Art has, until recently, existed to edify, to elevate the human experience, to point us to Higher Things.

How utterly utilitarian of disaffected, socially challenged members of the Arts Community - seemingly the majority of those gaining notoriety, these days - to turn the reasons for art's existence completely upside down in under a century.

The hypocrisies loom large, though.

While the point to art is, apparently, to shock, it must shock...uh... surreptitiously, lest the troglodytes out there become shocked into clamoring for withdrawal of federal arts funding.

The Santa Fe museum's own website innocuously advertises this exhibit as "computer-inspired work by contemporary Hispana/Chicana/Latina artists, all of who (sic) intentionally combine elements traditionally defined as 'folk' with current computer technology to create a new aesthetic."

Well!

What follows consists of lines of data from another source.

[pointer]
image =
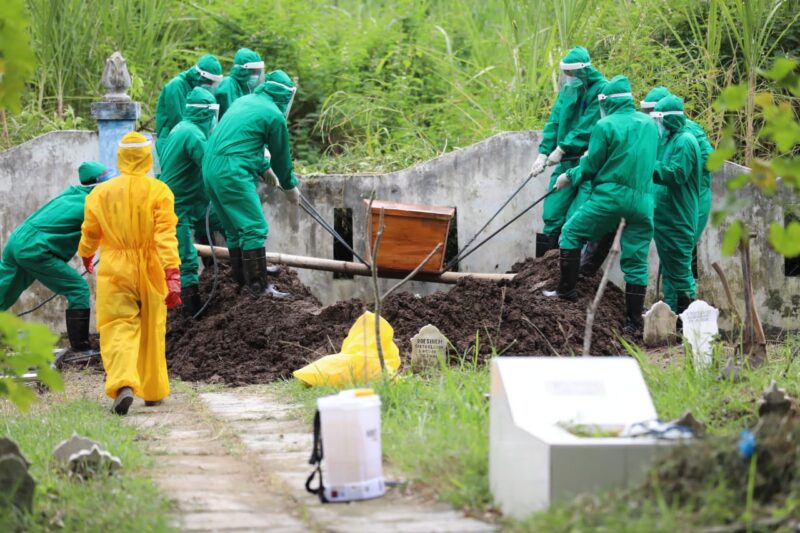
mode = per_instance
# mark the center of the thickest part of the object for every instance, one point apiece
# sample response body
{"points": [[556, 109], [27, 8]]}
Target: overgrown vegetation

Let's pack up the kids, Mabel, and have a look-see at the new aesthetic!

The media share much of the blame, too.

The same folks who typically carry water for politically correct notions of tolerance seem to lose their correct notions of tolerance seem to lose their objectivity when it comes to painfully obvious affronts to the sensibilities of Christians -- especially those of a conservative bent.

From Andres Serrano's notorious urine bottle with a Crucifix in it, to artist Chris Olifi's recent depiction of the Virgin Mary using elephant dung, the mainstream media can be relied upon to slant the story in a highly predictable way.

The artists' contorted explanations of the purity of their motives are taken at face value.

The objections of religious leaders, Christians, and even others simply interested in fairness, are trumpeted as prima facie evidence of their intolerance, bigotry, close mindedness and probable sociopathic nature.

The Catholic League for Religious and Civil Rights, for example, is simply dismissed by the press as an outfit of cranks when it declares its well-founded objections, in these artistic debacles, to what any Christian would clearly consider blasphemy.

George Orwell's concept of Newspeak, in which basic meanings of words are often reversed from their traditional usage, has a natural application in today's media!

But there's even more blame to go around.

Many churches have become anaesthetized to the ill will of the increasingly secular culture around them.

In an attempt to appear modern and part of the cultural war against -isms, they oftentimes make themselves strange bedfellows to the very people who would sooner cut their collective throats than look at them.

Few in the modern art community or the press have even the slightest interest in the personal pursuit of religious truth. Poll after poll, taken of these groups, confirms this.

Gearing up to Confront!

Church leaders would do well to consider this fact, and become less blatant in their pandering to the press and Hollywood, in hopes of smatterings of favorable coverage.

Yet such coverage too infrequent and lukewarm to be of lasting benefit.

Finally, the blame comes down to all of us.

As does the solution! Until we hold the museums and media accountable, and protest with our voices, pens, feet and remote controls, we will see no changes in the status quo.

We are the key.

Furthermore, Christians are still a majority in this country. And even Christians, theoretically, still have rights. They should insist on them.

They should shout loud and long when the double standards of media and entertainment elites establish them as the last acceptable targets of bigotries and insensitivities universally condemned when applied to any other group.

Leo Higgins is both a commentator and freelance columnist. Article copyrighted © 04/2001 by Leo Higgins, used with permission.